Why had they done it? Well, the constant impact of tweets, posts, reels and stories from “friends” telling us how they were raking in the profits was something that tugged at their dream-strings, and they wanted a piece of the pie too.
In reality, a few made money, but the majority didn’t, and should have stayed well away in the first place.
This isn’t an isolated case, with many looking for a quick fix and being drawn into posts on Reddit, Twitter, and the like.
In spring the same year, the noise was all about Dogecoin, which become an overnight phenomenon. What started out, literally, as a meme, a joke on Reddit, saw its “value” increased by 800% in just 24 hours. Celebs increased the hype online, and it surged from less than 1c at the beginning of the year to around 60c in May before falling heavily….and sitting at around 28c today.
Of course, most people didn’t buy at 1c (or anywhere close)…but they saw the prices going up each day. They got caught up in the frenzy, and with that FOMO, threw money into something they didn’t understand, in the hope of achieving their “get rich quick” dream. In reality, the majority ended up selling at a loss, or are holding on with the hope that the hype will return, the next lot of FOMO “investors” will get drawn in, and the price will go up again.
This is nothing new, and over the 30 years I have been working in the investment industry, I’ve seen numerous “pump and dump” scenarios, and frenzies over high risk strategies such as investing in penny shares. This has been happening for many years prior to the internet phenomena, but it has been significantly increased since.
But we need to be reminded. This isn’t investing. It is more akin to gambling – and it is those who can least afford to take the losses, such as students, that can easily get caught up in it. Through my career I have seen people risking their rent, increasing their credit card borrowings, and even taking out loans against their homes, just so they can avoid that fear of missing out on something that they blindly believe is going to get them rich quickly. The reality is, they often have as much chance with that lottery ticket, and with less money spent.

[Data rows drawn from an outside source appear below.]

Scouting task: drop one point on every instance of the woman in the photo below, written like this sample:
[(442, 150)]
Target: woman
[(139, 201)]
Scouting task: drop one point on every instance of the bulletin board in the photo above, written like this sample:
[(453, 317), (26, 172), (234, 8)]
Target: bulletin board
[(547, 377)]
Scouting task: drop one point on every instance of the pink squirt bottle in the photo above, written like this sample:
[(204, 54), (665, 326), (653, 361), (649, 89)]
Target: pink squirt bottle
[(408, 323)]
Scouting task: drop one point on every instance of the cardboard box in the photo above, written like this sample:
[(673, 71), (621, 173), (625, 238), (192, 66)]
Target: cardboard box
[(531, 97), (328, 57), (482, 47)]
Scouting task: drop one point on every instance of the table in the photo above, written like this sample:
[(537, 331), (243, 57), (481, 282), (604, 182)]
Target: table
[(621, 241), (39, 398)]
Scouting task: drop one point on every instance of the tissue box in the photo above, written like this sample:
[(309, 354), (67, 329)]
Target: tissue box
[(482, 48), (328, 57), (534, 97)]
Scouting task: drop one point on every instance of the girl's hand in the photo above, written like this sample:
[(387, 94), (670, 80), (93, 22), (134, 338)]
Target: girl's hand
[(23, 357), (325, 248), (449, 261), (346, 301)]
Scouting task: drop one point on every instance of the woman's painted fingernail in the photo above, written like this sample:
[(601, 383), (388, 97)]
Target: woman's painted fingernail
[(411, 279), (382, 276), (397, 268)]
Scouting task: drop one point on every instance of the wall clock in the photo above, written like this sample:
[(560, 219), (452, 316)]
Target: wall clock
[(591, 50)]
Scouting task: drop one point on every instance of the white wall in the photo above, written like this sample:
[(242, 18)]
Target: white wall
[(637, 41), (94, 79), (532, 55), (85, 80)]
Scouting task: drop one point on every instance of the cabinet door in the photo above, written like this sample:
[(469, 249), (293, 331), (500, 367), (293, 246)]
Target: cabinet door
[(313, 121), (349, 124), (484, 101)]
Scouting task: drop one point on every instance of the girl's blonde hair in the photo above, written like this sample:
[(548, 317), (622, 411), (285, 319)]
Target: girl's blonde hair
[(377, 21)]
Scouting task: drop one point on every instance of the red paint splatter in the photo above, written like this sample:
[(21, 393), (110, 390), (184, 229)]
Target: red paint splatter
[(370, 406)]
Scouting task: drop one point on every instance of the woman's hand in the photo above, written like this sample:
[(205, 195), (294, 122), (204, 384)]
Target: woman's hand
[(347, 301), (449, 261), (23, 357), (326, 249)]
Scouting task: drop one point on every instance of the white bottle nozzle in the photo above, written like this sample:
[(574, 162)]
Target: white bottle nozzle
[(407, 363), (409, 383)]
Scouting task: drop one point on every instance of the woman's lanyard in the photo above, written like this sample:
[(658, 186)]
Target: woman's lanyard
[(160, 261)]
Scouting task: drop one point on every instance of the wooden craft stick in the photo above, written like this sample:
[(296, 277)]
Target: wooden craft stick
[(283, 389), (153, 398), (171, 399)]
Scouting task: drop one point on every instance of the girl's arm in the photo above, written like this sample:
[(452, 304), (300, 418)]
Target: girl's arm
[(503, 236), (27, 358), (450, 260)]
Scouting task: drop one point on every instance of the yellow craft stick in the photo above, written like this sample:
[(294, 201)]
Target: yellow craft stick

Now, I’m not saying that no one should ever take a risk, because all investment carries an element of risk. Even leaving cash on deposit, with interest rates so low and inflation at the current rate means that doing nothing is a risk. But it is all about knowing what level of risk you are entering into, and understanding and being able to afford the consequences if it doesn’t go your way.
If it seems too good to be true, it usually is. Just because someone on Reddit or Twitter is shouting about it, doesn’t mean there is anything there to shout about. Note how quiet they all go when the bubble bursts….until the next time!
Caveat Emptor – Buyer Beware. Do your research. Don’t commit more than you can truly afford, and don’t be afraid to step away.